Sunday, December 11, 2011

Compensation Strategies

I don’ t know what it is about me that makes it extra hard for me to cope with difficult students.  Actually, I do know and it’s called a Closed Head Injury.  I’ve been running and hiding from that label for almost 22 years, but I’m not as young as I used to be and somehow it always seems to sniff me out.    

I think back to a time when I was deep in denial about the severity of my injuries.  I had doctors and therapists telling me that things like multitasking, problem solving and frustration tolerance were typically problem areas for Closed Head Injury survivors and I needed to learn some strategies to help me compensate.  I, however, would listen and think, “Yeah, but you don’t know me!  This may be how it is for your other survivors, but I’m atypical.” But I had no idea.

I have a couple of students this year who, for some reason, just seem to push all my buttons.  It’s driving me crazy.  Top that off with the fact that this time of year is hard for those very same students, and you have a lit bomb with a very short fuse.

For most of my students the Christmas season is fun.  They look forward to the usual things.  Time off from school, seeing family, more food than they can eat, lots of presents, but most of all time off from school.  I grew up in this world and it makes sense to me.  

I know there are other worlds out there, but they always seemed so far away.  I have to keep reminding myself that for some of my students time off from school means staying home alone.  It means no breakfast and no lunch and sometimes no diner.  It means no positive interactions with anyone.  It means watching TV and getting glimpses of what the holiday season means...just not for them.

In 1991, when I was in Cognitive Remediation Therapy working on compensation strategies for my stupid closed hear injury, nobody offered any compensation ideas for how to handle being face to face with a nine year old boy who is ignored at home unless he misbehaves.  And nobody gave me any strategies for compensating when you find a child who is saving empty food wrappers in her backpack.  And no one bothered to tell me that someday it would take every ounce of strength not to burst into tears. 

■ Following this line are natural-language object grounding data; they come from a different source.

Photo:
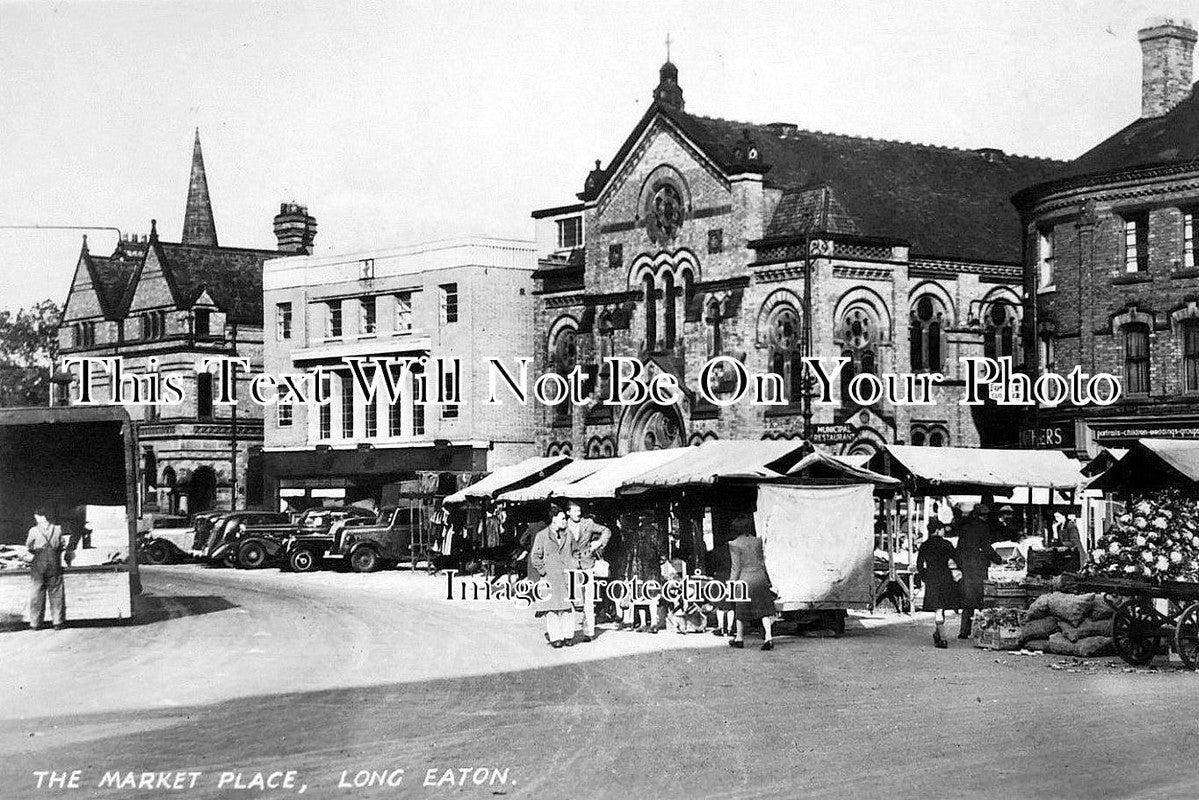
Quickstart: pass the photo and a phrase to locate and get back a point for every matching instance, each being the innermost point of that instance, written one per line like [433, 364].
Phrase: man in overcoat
[975, 557]
[590, 540]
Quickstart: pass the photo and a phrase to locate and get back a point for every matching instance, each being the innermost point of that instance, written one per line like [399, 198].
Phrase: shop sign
[1049, 437]
[1142, 431]
[841, 433]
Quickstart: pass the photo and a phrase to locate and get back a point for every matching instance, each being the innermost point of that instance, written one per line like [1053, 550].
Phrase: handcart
[1139, 625]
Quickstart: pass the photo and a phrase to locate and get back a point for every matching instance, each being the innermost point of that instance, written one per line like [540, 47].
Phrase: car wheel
[251, 555]
[157, 553]
[365, 559]
[302, 561]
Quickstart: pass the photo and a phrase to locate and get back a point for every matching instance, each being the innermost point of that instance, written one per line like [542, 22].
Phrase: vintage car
[386, 542]
[305, 552]
[227, 530]
[164, 537]
[253, 546]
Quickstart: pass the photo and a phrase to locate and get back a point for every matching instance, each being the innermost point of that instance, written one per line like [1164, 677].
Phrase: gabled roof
[1168, 139]
[947, 203]
[110, 280]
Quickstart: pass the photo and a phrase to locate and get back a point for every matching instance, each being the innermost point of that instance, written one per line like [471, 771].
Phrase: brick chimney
[295, 229]
[1167, 50]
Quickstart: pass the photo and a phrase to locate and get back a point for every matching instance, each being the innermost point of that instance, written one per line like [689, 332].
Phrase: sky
[399, 122]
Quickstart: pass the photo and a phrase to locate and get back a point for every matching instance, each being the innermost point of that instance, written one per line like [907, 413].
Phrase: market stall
[1031, 482]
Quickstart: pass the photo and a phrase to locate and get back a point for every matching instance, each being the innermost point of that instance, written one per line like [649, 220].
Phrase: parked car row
[317, 537]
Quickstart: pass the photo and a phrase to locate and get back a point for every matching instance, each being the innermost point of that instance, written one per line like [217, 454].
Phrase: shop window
[1137, 241]
[1191, 354]
[333, 328]
[449, 304]
[1188, 239]
[927, 318]
[283, 322]
[367, 316]
[570, 233]
[999, 335]
[1136, 359]
[347, 407]
[204, 396]
[404, 311]
[1044, 258]
[564, 356]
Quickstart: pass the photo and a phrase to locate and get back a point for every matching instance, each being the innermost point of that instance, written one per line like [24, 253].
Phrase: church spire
[199, 228]
[668, 91]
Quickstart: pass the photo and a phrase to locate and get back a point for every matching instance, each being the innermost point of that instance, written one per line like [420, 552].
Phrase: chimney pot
[1167, 48]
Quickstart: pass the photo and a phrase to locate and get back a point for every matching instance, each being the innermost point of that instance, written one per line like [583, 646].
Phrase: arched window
[859, 336]
[562, 359]
[927, 319]
[1136, 359]
[651, 314]
[712, 320]
[999, 335]
[787, 350]
[669, 310]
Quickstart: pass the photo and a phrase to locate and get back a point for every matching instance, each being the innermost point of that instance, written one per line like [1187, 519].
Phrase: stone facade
[162, 307]
[693, 246]
[1112, 277]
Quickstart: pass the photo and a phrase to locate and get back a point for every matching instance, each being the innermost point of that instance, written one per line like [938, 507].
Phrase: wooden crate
[91, 594]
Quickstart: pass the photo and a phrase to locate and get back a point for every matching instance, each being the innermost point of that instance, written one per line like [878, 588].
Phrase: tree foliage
[29, 349]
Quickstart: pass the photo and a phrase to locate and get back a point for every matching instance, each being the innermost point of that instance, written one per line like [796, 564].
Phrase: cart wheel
[1136, 631]
[1186, 636]
[302, 560]
[157, 553]
[251, 555]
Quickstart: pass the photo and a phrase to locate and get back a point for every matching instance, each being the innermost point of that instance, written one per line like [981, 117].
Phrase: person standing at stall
[748, 564]
[975, 557]
[590, 540]
[553, 557]
[935, 567]
[44, 543]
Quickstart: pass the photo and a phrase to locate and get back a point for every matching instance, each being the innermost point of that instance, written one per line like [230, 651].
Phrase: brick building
[162, 307]
[468, 299]
[1110, 272]
[764, 242]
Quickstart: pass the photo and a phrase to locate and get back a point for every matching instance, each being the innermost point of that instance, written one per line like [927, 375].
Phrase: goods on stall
[1072, 625]
[1157, 539]
[13, 557]
[998, 629]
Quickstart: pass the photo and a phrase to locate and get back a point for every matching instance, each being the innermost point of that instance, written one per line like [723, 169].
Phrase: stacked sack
[1158, 539]
[1070, 625]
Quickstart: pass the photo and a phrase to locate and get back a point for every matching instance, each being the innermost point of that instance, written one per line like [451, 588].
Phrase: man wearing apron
[44, 543]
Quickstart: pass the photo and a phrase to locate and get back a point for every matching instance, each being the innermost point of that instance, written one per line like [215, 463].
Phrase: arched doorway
[202, 491]
[654, 427]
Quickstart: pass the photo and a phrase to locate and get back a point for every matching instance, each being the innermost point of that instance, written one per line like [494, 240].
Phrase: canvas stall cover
[819, 543]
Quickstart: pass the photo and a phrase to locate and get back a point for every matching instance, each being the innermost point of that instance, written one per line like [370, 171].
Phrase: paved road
[246, 672]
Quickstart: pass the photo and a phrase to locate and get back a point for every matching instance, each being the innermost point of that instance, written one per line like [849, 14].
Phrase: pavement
[347, 679]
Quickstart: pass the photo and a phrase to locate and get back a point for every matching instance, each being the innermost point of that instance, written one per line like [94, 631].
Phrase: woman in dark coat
[975, 557]
[553, 555]
[748, 564]
[719, 566]
[643, 547]
[934, 566]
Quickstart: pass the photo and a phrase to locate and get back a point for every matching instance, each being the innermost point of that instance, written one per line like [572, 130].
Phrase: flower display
[1158, 540]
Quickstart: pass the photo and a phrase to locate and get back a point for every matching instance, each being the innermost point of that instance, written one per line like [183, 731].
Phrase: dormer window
[1137, 242]
[570, 233]
[1044, 258]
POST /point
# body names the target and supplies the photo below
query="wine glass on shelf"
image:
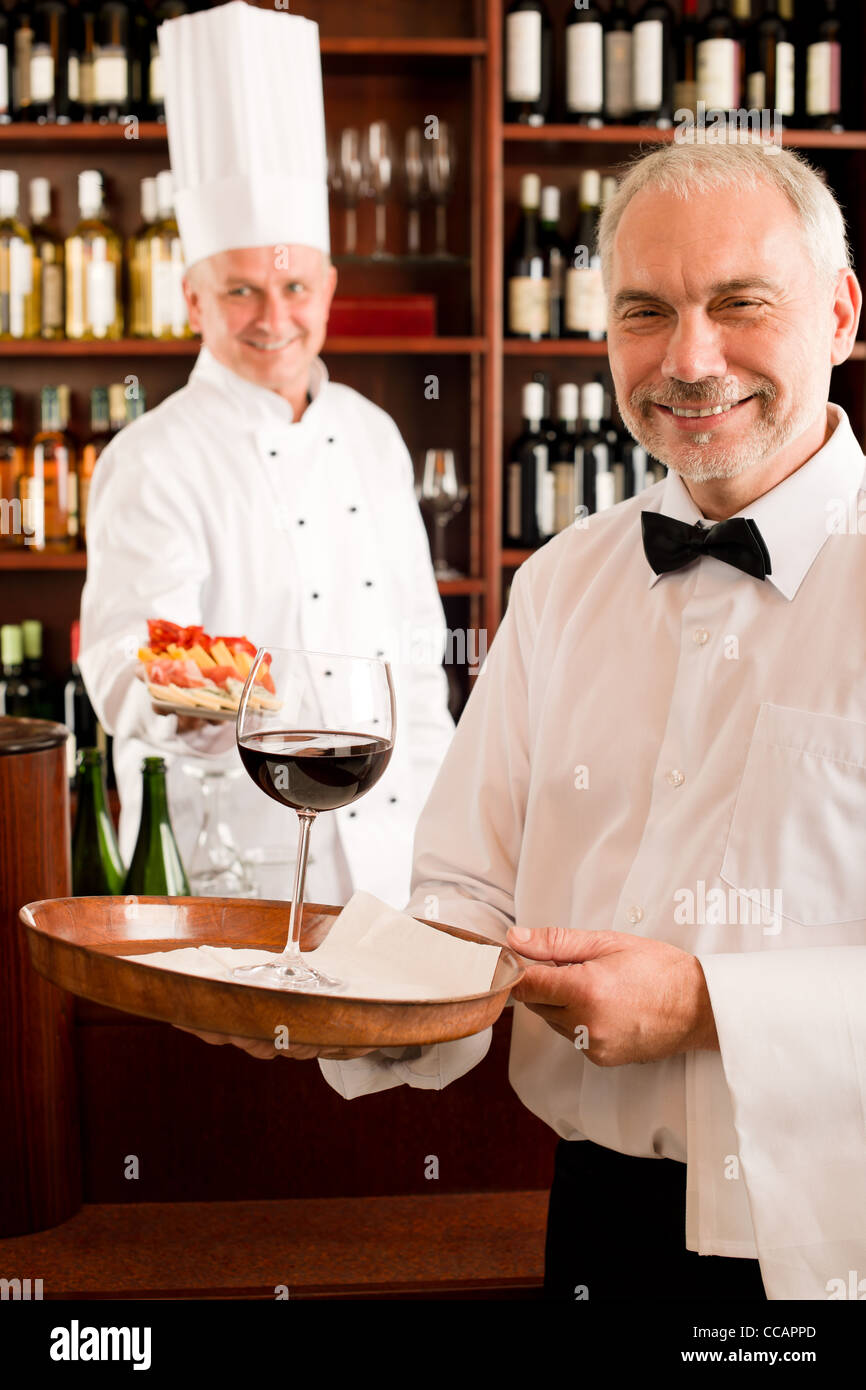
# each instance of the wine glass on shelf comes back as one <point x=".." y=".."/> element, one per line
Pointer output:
<point x="442" y="494"/>
<point x="314" y="733"/>
<point x="378" y="174"/>
<point x="216" y="868"/>
<point x="413" y="178"/>
<point x="348" y="181"/>
<point x="441" y="167"/>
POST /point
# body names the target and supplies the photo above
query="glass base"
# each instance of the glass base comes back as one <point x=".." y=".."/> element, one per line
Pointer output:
<point x="288" y="973"/>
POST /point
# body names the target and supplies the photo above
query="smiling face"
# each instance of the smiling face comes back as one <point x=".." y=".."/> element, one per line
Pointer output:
<point x="263" y="313"/>
<point x="716" y="306"/>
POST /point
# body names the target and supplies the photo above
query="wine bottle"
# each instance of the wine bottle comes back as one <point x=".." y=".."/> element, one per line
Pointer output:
<point x="585" y="309"/>
<point x="49" y="485"/>
<point x="11" y="470"/>
<point x="18" y="307"/>
<point x="688" y="34"/>
<point x="567" y="483"/>
<point x="528" y="512"/>
<point x="14" y="692"/>
<point x="97" y="869"/>
<point x="47" y="262"/>
<point x="770" y="82"/>
<point x="166" y="313"/>
<point x="824" y="70"/>
<point x="49" y="64"/>
<point x="111" y="63"/>
<point x="99" y="437"/>
<point x="719" y="61"/>
<point x="553" y="253"/>
<point x="527" y="63"/>
<point x="6" y="70"/>
<point x="22" y="49"/>
<point x="528" y="285"/>
<point x="617" y="64"/>
<point x="42" y="702"/>
<point x="592" y="452"/>
<point x="584" y="64"/>
<point x="93" y="256"/>
<point x="156" y="868"/>
<point x="78" y="713"/>
<point x="652" y="64"/>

Yes, I have some students who are pushing my “compensation strategy” buttons on a daily basis. 


But maybe my buttons needed to be pushed.



4 comments:

Real Live Preacher said...

I have learned in life that sometimes there are no answers or solutions. It's a hard situation and it always will be hard and the fact that it is hard doesn't mean that something is wrong with you. And when those situations come along, you just endure them.

Hugh said...

I know you're right, but I don't endure things well.

We (the PTA and the school) do what we can to help these struggling families. However, I don't care how many Band-Aids you stick on a gunshot wound, if you don't see a doctor you're going to die.

Sometimes I feel like a box of Band-Aids. The cheap knock-off brand at that.

Hugh said...

BTW...Brother RLP, thanks for always reading and commenting. Your words help, even if my reply doesn't show it.

Hugh

Real Live Preacher said...

Yep. And I didn't mean that things can be fixed with Band-Aids. Sometimes you know a doctor is needed, but the patient won't see one, the parents don't care, and to make matters worse, the doctor wouldn't come even if you asked.

So if you are in that situation, I guess you put your Band-Aid on the wound, try to love the wounded person as much as you can, and somehow find a way to live in that tension.